[jaggyd]

Estimate the enthalpy of formation of H2S from S8 (a cyclic molecule) and H2. No mean bond enthalpies are given. please solve it.

[Borek]

Please read the forum rules. You have to show your attempts at solving the question to receive help. This is a forum policy.

[Big-Daddy]

Try drawing the structure of S₈ - it tells you it's cyclical, I may as well tell you it consists purely of single bonds arranged around the 8-member ring in a bent v-shape.

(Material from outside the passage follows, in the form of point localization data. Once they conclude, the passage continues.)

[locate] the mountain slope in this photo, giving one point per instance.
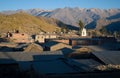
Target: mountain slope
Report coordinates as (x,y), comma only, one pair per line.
(93,18)
(25,23)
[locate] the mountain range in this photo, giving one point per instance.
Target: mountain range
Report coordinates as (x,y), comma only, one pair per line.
(93,18)
(26,23)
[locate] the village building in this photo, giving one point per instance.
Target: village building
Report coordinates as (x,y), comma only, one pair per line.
(108,57)
(33,47)
(54,46)
(84,32)
(19,37)
(41,37)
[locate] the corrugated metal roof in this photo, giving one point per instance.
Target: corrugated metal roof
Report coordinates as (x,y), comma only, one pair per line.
(10,57)
(108,57)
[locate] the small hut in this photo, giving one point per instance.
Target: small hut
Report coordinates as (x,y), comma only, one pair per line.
(33,47)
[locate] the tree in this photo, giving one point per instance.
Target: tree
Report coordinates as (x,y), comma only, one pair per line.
(81,26)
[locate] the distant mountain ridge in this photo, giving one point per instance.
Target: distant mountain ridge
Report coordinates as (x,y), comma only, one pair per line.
(71,16)
(26,23)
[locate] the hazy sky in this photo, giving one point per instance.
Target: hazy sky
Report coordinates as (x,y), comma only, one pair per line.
(53,4)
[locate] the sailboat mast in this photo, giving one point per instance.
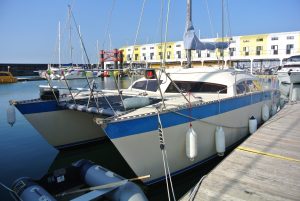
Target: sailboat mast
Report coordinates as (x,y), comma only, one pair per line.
(59,61)
(222,49)
(70,35)
(189,20)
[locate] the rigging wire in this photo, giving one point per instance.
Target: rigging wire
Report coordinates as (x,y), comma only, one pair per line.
(137,32)
(135,39)
(168,177)
(108,24)
(83,46)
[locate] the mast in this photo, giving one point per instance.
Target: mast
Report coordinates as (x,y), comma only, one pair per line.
(59,61)
(70,35)
(222,49)
(189,21)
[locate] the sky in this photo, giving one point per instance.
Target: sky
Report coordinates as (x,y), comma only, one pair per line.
(29,28)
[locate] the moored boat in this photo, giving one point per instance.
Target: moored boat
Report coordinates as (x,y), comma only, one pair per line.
(289,73)
(7,77)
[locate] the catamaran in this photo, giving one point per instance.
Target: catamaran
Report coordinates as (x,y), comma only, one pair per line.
(169,121)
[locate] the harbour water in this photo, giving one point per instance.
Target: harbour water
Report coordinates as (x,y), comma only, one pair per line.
(25,153)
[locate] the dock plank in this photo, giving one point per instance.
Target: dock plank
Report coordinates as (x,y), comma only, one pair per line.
(245,175)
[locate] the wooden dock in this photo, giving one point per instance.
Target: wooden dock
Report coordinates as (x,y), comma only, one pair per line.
(264,167)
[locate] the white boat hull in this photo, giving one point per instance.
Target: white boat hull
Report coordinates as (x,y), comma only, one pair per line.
(142,151)
(65,128)
(289,77)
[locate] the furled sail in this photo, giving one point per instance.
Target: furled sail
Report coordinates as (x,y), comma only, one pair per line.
(192,42)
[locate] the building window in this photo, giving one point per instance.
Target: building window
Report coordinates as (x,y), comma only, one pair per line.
(258,50)
(246,51)
(208,54)
(231,51)
(274,49)
(136,57)
(289,48)
(168,55)
(160,55)
(151,55)
(198,52)
(178,54)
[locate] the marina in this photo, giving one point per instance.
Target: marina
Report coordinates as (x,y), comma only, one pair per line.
(264,167)
(152,121)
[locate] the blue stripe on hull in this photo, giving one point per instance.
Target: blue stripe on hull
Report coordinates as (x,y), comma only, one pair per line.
(149,123)
(37,106)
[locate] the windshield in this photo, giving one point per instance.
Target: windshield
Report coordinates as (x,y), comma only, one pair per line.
(148,85)
(200,87)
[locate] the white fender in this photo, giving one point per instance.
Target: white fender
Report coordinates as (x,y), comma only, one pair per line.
(252,125)
(191,144)
(273,109)
(11,115)
(265,112)
(220,141)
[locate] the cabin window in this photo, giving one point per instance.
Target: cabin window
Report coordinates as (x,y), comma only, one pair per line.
(197,87)
(247,86)
(148,85)
(3,74)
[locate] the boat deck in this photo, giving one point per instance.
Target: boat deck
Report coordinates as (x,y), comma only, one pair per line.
(265,167)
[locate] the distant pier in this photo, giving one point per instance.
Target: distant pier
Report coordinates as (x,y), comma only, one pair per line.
(265,167)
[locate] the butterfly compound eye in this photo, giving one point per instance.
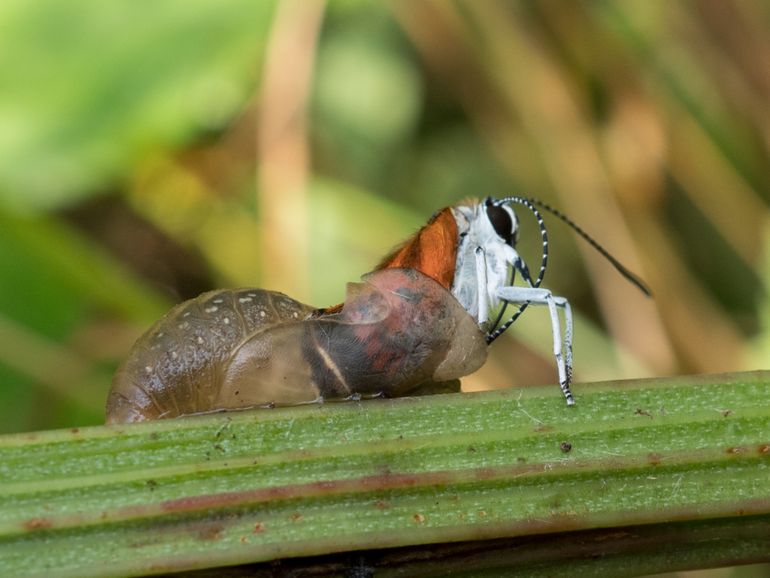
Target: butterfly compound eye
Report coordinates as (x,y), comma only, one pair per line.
(501,222)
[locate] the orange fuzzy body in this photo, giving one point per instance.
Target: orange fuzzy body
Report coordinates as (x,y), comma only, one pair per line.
(432,250)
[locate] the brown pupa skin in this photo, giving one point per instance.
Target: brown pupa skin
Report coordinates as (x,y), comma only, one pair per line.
(398,331)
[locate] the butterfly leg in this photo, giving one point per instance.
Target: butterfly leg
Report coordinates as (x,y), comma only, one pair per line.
(562,349)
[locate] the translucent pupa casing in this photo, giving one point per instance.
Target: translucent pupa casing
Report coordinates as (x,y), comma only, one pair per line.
(398,331)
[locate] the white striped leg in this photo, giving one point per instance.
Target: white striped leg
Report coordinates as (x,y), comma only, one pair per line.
(562,350)
(481,289)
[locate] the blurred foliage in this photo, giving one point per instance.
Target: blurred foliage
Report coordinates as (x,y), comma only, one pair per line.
(150,151)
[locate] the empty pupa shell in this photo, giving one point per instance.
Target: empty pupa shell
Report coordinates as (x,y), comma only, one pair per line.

So you'll have 8 S-S bonds to break, 8 H-H bonds to break (why 8? try balancing the equation: 8 H₂ + S₈  8 H₂S) and 16 S-H bonds to form.

Now use:

ΔH_r°=Σ(ΔH_BD°[Reactants])-Σ(ΔH_BD°[Products])
ΔH_r°=8·ΔH_BD°[S-S]+8·ΔH_BD°[H-H]-16·ΔH_BD°[S-H]

Luckily it's quite neat to divide through by 8, which is exactly what we need to produce 1 mole of H₂S according to the enthalpy of formation:

ΔH_f°[H₂S]=ΔH_BD°[S-S]+ΔH_BD°[H-H]-2·ΔH_BD°[S-H]

And now it is your turn to make a guess-timate.